Telekulaktan haberdar mıydı?

2014 yılında ise Almanya İstihbarat Örgütü’nün (BND) Türkiye’yi 5 yıl boyunca dinlediğinin ortaya çıkmasının ardından Kılıçdaroğlu’nun BND ile yaptığı görüşmede kendisine bu bilginin verildiği iddiası gündeme geldi. İddiaya göre Kılıçdaroğlu’na BND tarafından Recep Tayyip Erdoğan’ın dinlendiği bilgisi iletilmişti. Kılıçdaroğlu bu bilgiyi Almanya’da yaşayan A.K. vasıtasıyla teyit ettirdi ancak kimseye bahsetmedi.
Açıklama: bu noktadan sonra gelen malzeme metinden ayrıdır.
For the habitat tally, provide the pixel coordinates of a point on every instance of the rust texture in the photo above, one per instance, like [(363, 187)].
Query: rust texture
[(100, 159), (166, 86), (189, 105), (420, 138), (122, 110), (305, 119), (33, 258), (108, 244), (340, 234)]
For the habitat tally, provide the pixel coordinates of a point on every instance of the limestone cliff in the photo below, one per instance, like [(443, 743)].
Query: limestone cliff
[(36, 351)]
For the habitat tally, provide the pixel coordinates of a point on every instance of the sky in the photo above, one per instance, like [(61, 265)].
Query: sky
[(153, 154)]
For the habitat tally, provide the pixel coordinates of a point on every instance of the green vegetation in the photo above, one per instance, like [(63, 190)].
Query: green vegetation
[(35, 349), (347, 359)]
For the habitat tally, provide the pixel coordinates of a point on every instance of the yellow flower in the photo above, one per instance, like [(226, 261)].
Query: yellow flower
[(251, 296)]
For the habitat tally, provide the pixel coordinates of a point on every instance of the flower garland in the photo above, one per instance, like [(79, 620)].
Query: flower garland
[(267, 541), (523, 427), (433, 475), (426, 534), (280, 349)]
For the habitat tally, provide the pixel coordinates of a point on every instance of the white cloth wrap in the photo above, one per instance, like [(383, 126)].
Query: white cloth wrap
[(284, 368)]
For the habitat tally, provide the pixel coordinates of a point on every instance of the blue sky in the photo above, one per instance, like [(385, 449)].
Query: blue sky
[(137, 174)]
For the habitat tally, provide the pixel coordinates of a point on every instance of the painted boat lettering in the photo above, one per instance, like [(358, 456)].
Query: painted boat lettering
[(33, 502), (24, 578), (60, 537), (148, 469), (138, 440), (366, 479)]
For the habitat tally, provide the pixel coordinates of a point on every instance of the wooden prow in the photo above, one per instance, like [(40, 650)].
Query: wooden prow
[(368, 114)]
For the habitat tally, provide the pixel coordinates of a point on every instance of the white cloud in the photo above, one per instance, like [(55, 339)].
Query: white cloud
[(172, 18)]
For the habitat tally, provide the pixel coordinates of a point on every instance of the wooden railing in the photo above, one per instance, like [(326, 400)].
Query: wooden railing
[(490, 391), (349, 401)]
Kemal Kılıçdaroğlu CHP Genel Başkanı olduktan sonra muhalefet tarzı olarak “Dünya yanarsa yansın, yeter ki Erdoğan gitsin”i benimsediği için, Erdoğan’a zarar vereceğini düşündüğü her tür olayı, Türkiye’ye zarar verebilecek olsa da kullandı. Örneğin, 2013 yılında da Alman vakıflarının bariz bir şekilde rol oynadığı bilinen Gezi olaylarında sokağa çıkanlara sahip çıktı. Seçilmiş başbakana edilmedik hakareti bırakmayan, İstanbul’un ortasında terör estiren, ülkeyi ve ekonomiyi 210 milyar lira zarara uğratan Geziciler için “Bu çocukların alnından öpüyorum” dedi. Aynı Kılıçdaroğlu, Kadıköy’de yapmayı planladığı “Demokrasi ve Özgürlük Mitingi”ni son anda iptal edip partilileri Taksim’e yolladı. Çatışmaya dönebilecek olaylar polislerin geri çekilmesiyle önlendi.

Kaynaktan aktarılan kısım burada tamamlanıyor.